This report focuses on short-term rainfall forecasting for the next 6 hours using station AWS data and ERA5 meteorological data from April and October of 2019 and 2020. Predictions are made using machine learning and deep learning models including XGBoost, Lasso, Ridge, and LSTM. Performance is evaluated using MSE, MAE, R², and Pearson correlation.
Rainfall prediction: A comparative analysis of modern machine learning algorithms for time-series forecasting.

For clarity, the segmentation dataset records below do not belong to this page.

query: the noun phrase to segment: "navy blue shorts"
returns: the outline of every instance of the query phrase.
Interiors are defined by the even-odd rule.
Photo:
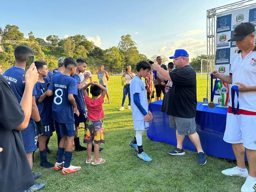
[[[54,121],[54,125],[57,135],[72,137],[75,134],[75,128],[74,123],[62,123]]]
[[[53,122],[52,121],[50,123],[43,123],[44,127],[44,132],[43,133],[43,135],[52,135],[52,133],[54,131],[54,124],[53,124]],[[37,127],[37,135],[38,135],[39,134],[39,132],[38,130],[38,129]]]
[[[76,113],[74,113],[75,123],[78,124],[87,121],[87,111],[85,110],[80,110],[79,113],[79,117]]]
[[[36,126],[30,122],[28,127],[21,131],[23,144],[26,153],[31,153],[37,149],[37,141],[36,136]]]

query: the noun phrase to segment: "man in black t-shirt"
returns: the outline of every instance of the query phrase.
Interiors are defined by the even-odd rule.
[[[170,116],[171,127],[176,128],[177,146],[168,153],[172,155],[185,154],[182,143],[187,135],[197,150],[199,165],[206,163],[205,154],[201,146],[199,136],[196,130],[195,117],[197,102],[196,76],[189,64],[188,54],[184,49],[177,49],[174,59],[176,69],[167,71],[157,64],[152,66],[159,78],[169,81],[163,101],[162,111]]]
[[[164,69],[165,70],[167,70],[167,68],[165,65],[162,64],[162,58],[161,56],[156,57],[156,62],[157,64],[159,65],[161,67]],[[162,79],[158,76],[156,75],[156,80],[158,81],[158,84],[155,85],[156,88],[156,101],[158,101],[161,99],[161,93],[162,92],[163,94],[165,93],[165,86],[164,85],[161,84]]]
[[[0,74],[0,191],[35,191],[45,183],[35,183],[24,150],[21,130],[27,127],[31,116],[32,91],[38,75],[34,64],[26,74],[25,89],[20,104],[10,85]]]

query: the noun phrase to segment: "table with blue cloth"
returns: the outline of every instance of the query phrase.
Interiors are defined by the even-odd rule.
[[[147,135],[153,141],[164,142],[176,146],[176,129],[170,127],[169,116],[161,111],[162,102],[162,100],[158,101],[149,105],[153,120],[150,123]],[[235,159],[231,144],[223,140],[228,109],[210,109],[202,104],[202,102],[197,103],[196,122],[203,149],[208,155]],[[187,136],[183,142],[183,148],[197,151]]]

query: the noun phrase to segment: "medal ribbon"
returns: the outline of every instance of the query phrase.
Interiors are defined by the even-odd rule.
[[[214,94],[215,93],[215,91],[216,90],[216,87],[217,86],[217,84],[216,83],[216,81],[217,80],[216,79],[215,80],[215,82],[214,82],[214,85],[213,87],[213,74],[211,73],[211,102],[213,102],[213,98],[214,98]]]
[[[234,114],[236,114],[238,113],[239,110],[239,102],[238,102],[238,96],[239,91],[238,86],[234,85],[231,87],[231,101],[232,101],[232,112],[234,112]],[[236,95],[238,97],[238,105],[236,106],[236,109],[235,110],[235,94],[236,93]]]

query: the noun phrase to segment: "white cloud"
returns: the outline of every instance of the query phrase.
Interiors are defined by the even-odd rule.
[[[202,30],[197,29],[193,30],[191,30],[190,31],[188,31],[186,32],[183,32],[183,33],[176,35],[176,36],[177,37],[190,36],[191,35],[198,34],[203,33],[203,32],[204,31]]]
[[[86,39],[87,39],[87,40],[89,41],[93,42],[94,44],[97,47],[100,47],[101,46],[102,43],[101,43],[101,41],[100,37],[98,36],[97,35],[96,38],[91,37],[87,37]]]
[[[197,55],[206,53],[206,42],[192,38],[176,40],[160,47],[158,54],[166,56],[167,58],[172,56],[175,50],[183,49],[187,51],[190,60]]]

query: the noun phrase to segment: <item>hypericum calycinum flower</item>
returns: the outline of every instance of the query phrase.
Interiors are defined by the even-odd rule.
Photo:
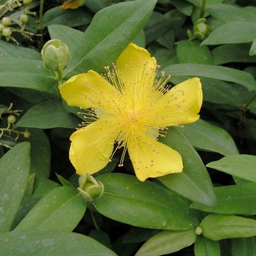
[[[60,86],[68,105],[91,108],[96,119],[70,137],[69,158],[78,174],[105,167],[115,143],[116,149],[124,148],[119,165],[127,150],[141,181],[182,171],[181,155],[157,138],[164,136],[167,127],[199,118],[201,84],[199,78],[192,78],[169,90],[167,79],[157,80],[158,67],[146,50],[130,43],[116,66],[112,70],[106,67],[105,75],[90,70]]]

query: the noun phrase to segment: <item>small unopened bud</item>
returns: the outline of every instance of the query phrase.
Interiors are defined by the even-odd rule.
[[[202,233],[203,233],[203,230],[202,230],[202,227],[197,227],[195,230],[195,233],[197,234],[197,235],[200,235]]]
[[[5,29],[5,26],[0,23],[0,32],[1,32]]]
[[[58,39],[47,42],[41,54],[45,67],[59,72],[63,70],[70,57],[67,46]]]
[[[86,200],[99,198],[104,193],[104,185],[88,173],[79,177],[78,184],[78,190]]]
[[[5,37],[9,37],[12,34],[12,31],[10,28],[5,28],[1,32],[2,35]]]
[[[26,23],[29,21],[29,16],[24,13],[23,13],[20,16],[20,20],[23,23]]]
[[[4,17],[1,19],[1,23],[4,26],[7,26],[11,23],[11,20],[8,17]]]
[[[28,139],[29,138],[30,138],[31,135],[31,134],[30,133],[29,131],[28,131],[27,129],[23,132],[23,137],[26,138],[26,139]]]
[[[9,124],[14,124],[15,121],[16,121],[16,118],[14,116],[10,115],[10,116],[8,116],[7,122]]]

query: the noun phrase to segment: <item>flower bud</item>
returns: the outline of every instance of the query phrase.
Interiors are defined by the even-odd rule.
[[[16,118],[14,116],[10,115],[10,116],[8,116],[7,122],[9,124],[14,124],[15,121],[16,121]]]
[[[41,54],[45,67],[59,72],[66,67],[70,57],[67,46],[58,39],[47,42],[42,49]]]
[[[1,23],[4,26],[7,26],[11,23],[11,20],[8,17],[4,17],[1,19]]]
[[[23,0],[23,4],[26,5],[29,5],[29,4],[31,4],[32,1],[32,0]]]
[[[30,133],[29,131],[28,131],[27,129],[23,132],[23,137],[26,138],[26,139],[28,139],[29,138],[30,138],[31,135],[31,134]]]
[[[1,32],[2,35],[5,37],[9,37],[12,34],[12,31],[10,28],[5,28]]]
[[[199,19],[193,26],[194,36],[203,40],[209,34],[209,26],[206,24],[206,19]]]
[[[23,13],[20,16],[20,20],[23,23],[26,23],[29,21],[29,16],[27,15],[26,15],[25,13]]]
[[[99,198],[104,193],[104,185],[88,173],[79,177],[78,184],[78,190],[86,200]]]
[[[1,32],[5,29],[5,26],[0,23],[0,32]]]

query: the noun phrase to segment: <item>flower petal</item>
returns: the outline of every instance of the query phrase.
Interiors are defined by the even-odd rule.
[[[117,136],[113,118],[99,119],[71,135],[69,159],[78,175],[93,174],[108,165]]]
[[[182,172],[181,155],[146,133],[134,135],[127,140],[127,148],[136,176],[141,181]]]
[[[89,70],[64,83],[59,91],[70,106],[94,108],[105,112],[115,111],[120,93],[97,72]]]
[[[203,102],[200,79],[190,78],[172,88],[154,102],[151,118],[159,127],[182,125],[196,121]]]
[[[117,75],[124,86],[124,94],[137,99],[152,86],[157,61],[144,48],[130,43],[116,60]]]

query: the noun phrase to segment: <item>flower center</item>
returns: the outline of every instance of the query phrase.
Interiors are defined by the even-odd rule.
[[[127,119],[132,121],[138,121],[139,113],[134,108],[130,109],[127,111]]]

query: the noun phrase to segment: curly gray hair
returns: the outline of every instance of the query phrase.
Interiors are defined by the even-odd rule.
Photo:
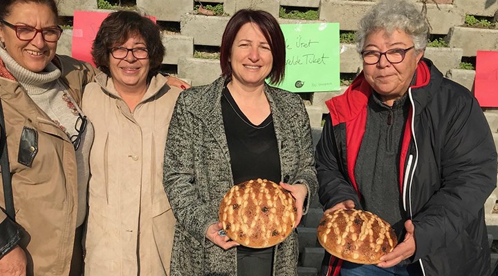
[[[363,50],[367,37],[378,30],[392,33],[396,30],[412,37],[416,53],[425,49],[429,24],[414,4],[404,0],[384,0],[376,3],[360,21],[355,34],[356,48]]]

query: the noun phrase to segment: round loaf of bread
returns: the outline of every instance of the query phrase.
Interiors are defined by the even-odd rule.
[[[275,182],[258,179],[232,187],[220,204],[219,221],[232,240],[263,248],[290,234],[297,212],[290,193]]]
[[[378,264],[398,244],[387,222],[360,210],[340,209],[324,215],[317,234],[329,253],[356,264]]]

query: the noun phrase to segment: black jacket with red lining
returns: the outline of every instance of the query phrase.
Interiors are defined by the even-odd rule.
[[[489,126],[470,92],[444,78],[431,61],[419,63],[416,76],[407,92],[412,107],[397,184],[415,226],[411,260],[418,261],[425,275],[488,275],[483,204],[497,183]],[[347,199],[360,208],[353,171],[371,94],[362,72],[343,95],[326,101],[331,116],[315,152],[325,209]],[[322,269],[327,272],[338,269]]]

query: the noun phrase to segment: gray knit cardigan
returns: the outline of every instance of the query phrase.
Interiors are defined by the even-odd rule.
[[[205,238],[218,221],[218,208],[233,186],[230,153],[221,115],[225,79],[183,92],[178,99],[166,142],[164,186],[177,219],[171,274],[237,275],[237,249],[224,250]],[[280,156],[282,179],[317,193],[309,119],[299,95],[265,85]],[[304,210],[308,209],[305,203]],[[276,246],[273,275],[297,275],[296,231]]]

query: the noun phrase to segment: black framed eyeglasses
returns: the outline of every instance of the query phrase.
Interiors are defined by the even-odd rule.
[[[77,150],[81,144],[82,135],[86,129],[86,116],[82,116],[81,114],[78,115],[78,117],[76,119],[76,124],[75,124],[75,130],[77,132],[77,134],[74,135],[69,137],[73,146],[75,148],[75,150]]]
[[[13,25],[3,19],[0,19],[0,22],[14,30],[17,38],[23,41],[30,41],[37,33],[41,32],[44,41],[57,42],[62,34],[62,28],[59,26],[37,29],[26,25]]]
[[[145,47],[128,48],[124,47],[115,47],[111,49],[111,55],[117,59],[124,59],[129,52],[137,59],[149,58],[149,50]]]
[[[391,49],[385,52],[379,52],[373,50],[366,50],[361,51],[362,58],[365,63],[369,65],[377,64],[380,60],[380,57],[385,55],[387,61],[391,63],[399,63],[405,59],[406,52],[415,48],[415,46],[409,47],[406,49]]]

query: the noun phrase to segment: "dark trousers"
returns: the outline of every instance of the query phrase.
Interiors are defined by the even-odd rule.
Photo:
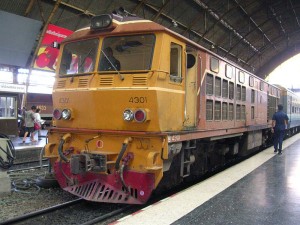
[[[284,138],[284,130],[275,130],[274,131],[274,149],[275,150],[279,150],[279,151],[282,150],[283,138]]]

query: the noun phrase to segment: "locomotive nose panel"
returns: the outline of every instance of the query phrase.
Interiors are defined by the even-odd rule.
[[[63,162],[55,163],[54,170],[65,191],[89,201],[144,204],[154,189],[154,175],[151,173],[125,171],[124,181],[128,188],[124,188],[117,173],[103,175],[86,172],[74,175],[71,174],[70,164]]]

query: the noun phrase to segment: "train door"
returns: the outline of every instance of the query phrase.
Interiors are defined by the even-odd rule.
[[[189,47],[187,47],[186,59],[184,126],[189,129],[197,125],[197,69],[200,62],[197,51]]]

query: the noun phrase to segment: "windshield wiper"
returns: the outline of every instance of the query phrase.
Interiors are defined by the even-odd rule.
[[[119,72],[119,70],[115,67],[115,65],[112,63],[112,61],[110,61],[110,59],[108,58],[108,56],[105,54],[105,52],[104,52],[102,49],[101,49],[101,52],[102,52],[102,54],[104,55],[104,57],[107,59],[107,61],[109,62],[109,64],[112,66],[112,68],[118,73],[118,75],[119,75],[121,81],[123,81],[123,80],[124,80],[123,74],[121,74],[121,73]]]

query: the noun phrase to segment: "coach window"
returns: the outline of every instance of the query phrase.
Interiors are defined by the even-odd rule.
[[[239,82],[240,83],[245,83],[245,74],[243,72],[239,72]]]
[[[234,83],[229,82],[229,99],[234,98]]]
[[[16,97],[0,96],[0,119],[15,119],[17,117]]]
[[[249,77],[249,86],[250,87],[254,86],[254,77],[252,77],[252,76]]]
[[[206,75],[206,94],[214,94],[214,76],[209,73]]]
[[[221,120],[221,102],[215,102],[215,120]]]
[[[228,98],[228,81],[223,79],[223,85],[222,85],[222,97]]]
[[[181,82],[181,55],[182,47],[171,43],[170,52],[170,79],[174,82]]]
[[[213,120],[213,101],[206,101],[206,120]]]
[[[210,70],[218,73],[219,72],[219,60],[214,58],[214,57],[210,57]]]
[[[215,96],[221,97],[221,78],[216,77],[215,79]]]
[[[225,76],[228,77],[229,79],[231,79],[232,78],[232,74],[233,74],[232,66],[226,64],[226,73],[225,73]]]

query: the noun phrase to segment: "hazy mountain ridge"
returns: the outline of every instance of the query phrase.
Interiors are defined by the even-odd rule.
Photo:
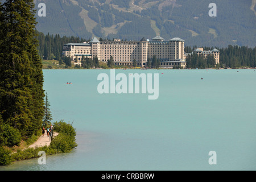
[[[188,46],[256,46],[255,0],[36,0],[47,6],[37,28],[44,34],[127,40],[180,37]],[[37,8],[39,9],[39,8]]]

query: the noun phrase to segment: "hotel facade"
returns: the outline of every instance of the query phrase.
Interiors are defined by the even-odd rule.
[[[99,61],[106,63],[112,56],[115,65],[133,65],[135,60],[141,67],[147,67],[148,58],[152,59],[155,55],[160,61],[160,67],[185,68],[184,48],[184,40],[179,38],[168,41],[159,36],[151,40],[143,38],[140,41],[99,41],[94,37],[89,43],[64,44],[63,55],[70,57],[74,61],[77,57],[79,62],[82,56],[97,56]]]

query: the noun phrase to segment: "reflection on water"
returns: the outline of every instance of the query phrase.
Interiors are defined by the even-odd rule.
[[[253,70],[115,72],[159,72],[159,98],[98,94],[108,70],[44,71],[52,117],[73,121],[79,146],[46,165],[34,159],[0,170],[256,169]],[[213,150],[217,165],[208,163]]]

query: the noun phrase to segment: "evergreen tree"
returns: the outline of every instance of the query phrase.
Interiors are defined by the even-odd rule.
[[[51,121],[52,119],[49,106],[51,106],[51,105],[48,100],[47,93],[46,93],[44,101],[44,114],[43,119],[43,125],[44,126],[51,124]]]
[[[147,66],[150,68],[151,68],[151,60],[149,57],[147,58]]]
[[[136,67],[136,65],[137,65],[137,62],[135,59],[133,60],[133,64],[134,67]]]
[[[98,63],[98,57],[97,56],[97,55],[94,57],[94,64],[95,64],[95,68],[99,68],[100,67],[100,65]]]
[[[112,68],[114,65],[114,59],[112,56],[110,56],[110,59],[108,60],[108,66],[110,68]]]
[[[0,6],[0,113],[25,136],[36,133],[43,115],[34,8],[32,0],[7,0]]]

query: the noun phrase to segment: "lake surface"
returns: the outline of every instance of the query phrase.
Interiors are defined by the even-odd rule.
[[[159,73],[155,100],[99,94],[97,76],[110,70],[43,72],[52,121],[73,122],[78,147],[46,165],[34,159],[0,170],[256,170],[253,69],[115,70]]]

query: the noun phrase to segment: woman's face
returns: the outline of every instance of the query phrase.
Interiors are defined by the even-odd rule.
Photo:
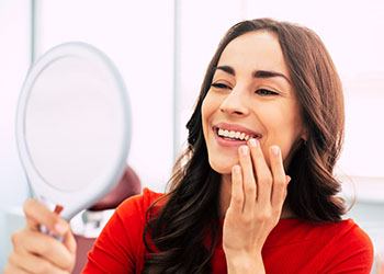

This study evaluates and compares the performance of modern machine learning models in short-term rainfall forecasting. It uses hourly weather data from five UK cities between 2000 and 2020, including features such as temperature, humidity, pressure, wind speed, and precipitation. A multi-output forecasting strategy is applied, data are normalized with MinMaxScaler, and both deep learning and traditional ensemble models are compared to identify suitable methods for time-series rainfall prediction.
- Compare the performance of deep learning models (LSTM and its variants) with traditional machine learning models (XGBoost, AutoML) in time-series regression for rainfall prediction.
- Provide analysis based on real meteorological data from five major UK cities across different periods.
- Identify the most appropriate model for practical rainfall forecasting applications.
- Standard LSTM: A simple, easy-to-implement model.
- Stacked LSTM: A deeper model that captures complex patterns, suitable for large datasets.
- Bidirectional LSTM: Learns information from both past and future time steps, enhancing contextual modeling.
A powerful gradient boosting model used as a traditional baseline. It offers fast training and strong performance on tabular data.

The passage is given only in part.